Nestes últimos dias tenho visto ou percebido muita coisa nova, a princípio indignas de citação, pois coisas novas acontecem todos os dias e  fazem parte do ser e viver neste mundo de Deus.

Acontece que estas “coisas novas” que tenho visto por aqui, sempre existiram, mas não estavam ao alcance de minha percepção.
Dentro da tradicional e respeitosa distância que sempre mantive do poder e dos poderosos, não percebi este lado do controverso (mas ainda assim maravilhoso) ser humano. Ou, hoje talvez tenha me aproximado demais deste poder e de poderosos assumindo um novo ângulo de visão, uma nova perspectiva. Vejo “coisas” que não via ontem. Acredito que ao mesmo tempo venha perdendo aspectos de meu ângulo de visão anterior.
“Os do poder”, além das regalias e da elasticidade em sua autoestima, também ganham alguns vícios que a gente está cansado de alertar e criticar. Ao lado de tudo isto é que vem este “desconhecido” que registro a seguir.
Em meio aos seus sempre “inescrupulosos” inimigos e aos tantos e tantos novos e fervorosos amigos, “os do poder” ficam meio paranoicos ao descrever, ou mesmo na identificação e qualificação destes dois grupos antagônicos. Seja ao arregimentar aliados, seja na busca de desculpas ou justificativas para seus excessos, erros e falhas.

Ante a dificuldade para aceitar a possibilidade de estar agindo ou tomando alguma atitude incorreta, dúbia ou criminosa, se defendem (na busca das bruxas), querendo sempre encontrar, entre seus desafetos, em especial entre os inimigos políticos, o “responsável” por esta crítica e, a mando de quem, ela foi feita. E, fazem isto sem nem ao menos levar em consideração a possibilidade da crítica ter fundamento. “Criticar é coisa dos inimigos”.

Ao mesmo tempo em que alardeiam a possível presença da oposição, fingem profunda amizade pelos “companheiros do poder” enquanto (pelas costas) costuram acordos e ajustes; plantam fofocas e tantas inverdades quanto possível, para ampliar sua influência.
Veja o caso dos vereadores: a maioria defende o prefeito, inclusive trocando de partido. Eu pergunto: quantos “desta maioria” estão de fato com o prefeito de Curitiba, Gustavo Fruet? Lembra que a maioria deles também estava com Ducci e Beto?

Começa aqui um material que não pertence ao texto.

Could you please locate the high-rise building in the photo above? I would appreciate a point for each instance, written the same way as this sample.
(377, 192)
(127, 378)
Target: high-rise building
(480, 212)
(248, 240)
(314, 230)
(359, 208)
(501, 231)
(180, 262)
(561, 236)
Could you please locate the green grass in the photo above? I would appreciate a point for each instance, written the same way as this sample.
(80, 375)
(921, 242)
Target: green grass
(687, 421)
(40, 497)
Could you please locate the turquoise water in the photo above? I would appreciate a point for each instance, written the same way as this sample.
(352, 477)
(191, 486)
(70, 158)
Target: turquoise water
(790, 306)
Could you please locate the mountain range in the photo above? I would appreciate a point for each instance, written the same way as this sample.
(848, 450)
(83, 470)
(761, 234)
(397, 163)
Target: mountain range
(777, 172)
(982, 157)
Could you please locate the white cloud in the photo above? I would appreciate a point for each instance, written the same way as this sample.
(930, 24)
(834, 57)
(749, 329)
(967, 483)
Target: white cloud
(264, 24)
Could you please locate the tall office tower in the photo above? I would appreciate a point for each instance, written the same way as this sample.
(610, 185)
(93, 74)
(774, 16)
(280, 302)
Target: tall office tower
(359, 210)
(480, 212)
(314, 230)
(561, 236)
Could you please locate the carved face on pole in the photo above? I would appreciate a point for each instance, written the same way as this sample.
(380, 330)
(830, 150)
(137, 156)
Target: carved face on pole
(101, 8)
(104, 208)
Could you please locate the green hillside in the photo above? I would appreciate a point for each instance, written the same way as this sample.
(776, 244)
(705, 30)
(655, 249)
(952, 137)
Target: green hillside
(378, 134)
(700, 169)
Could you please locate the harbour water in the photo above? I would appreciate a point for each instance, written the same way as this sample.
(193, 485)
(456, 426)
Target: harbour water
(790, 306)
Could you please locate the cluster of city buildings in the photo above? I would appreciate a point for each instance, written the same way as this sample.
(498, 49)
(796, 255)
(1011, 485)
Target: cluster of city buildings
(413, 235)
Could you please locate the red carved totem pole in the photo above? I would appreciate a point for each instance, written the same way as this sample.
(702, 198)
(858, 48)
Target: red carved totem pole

Dissimulam; muitos e muito. Por trás reclamam; na frente é só sorriso. Tramam para prejudicar os projetos da administração. Na frente elogiam o que renegam na intimidade. Quando relegados, mesmo entendendo que não recebem a “devida atenção” continuam se postando “oficialmente” a favor de tudo que o prefeito manda, ao mesmo tempo em que continuam plantando discórdia.
Difícil; Difícil falar sobre esta realidade, pois são tantos os artifícios que a gente nunca vai perceber tudo.

Para encerrar o assunto que infinito, acho que posso resumir em três palavras o modus operandi da grande massa política que nos cerca e não é coisa nova não.
Eles simulam, fingem, fingem e fingem tanto, que acreditam na autenticidade deste dissimulado modo de agir.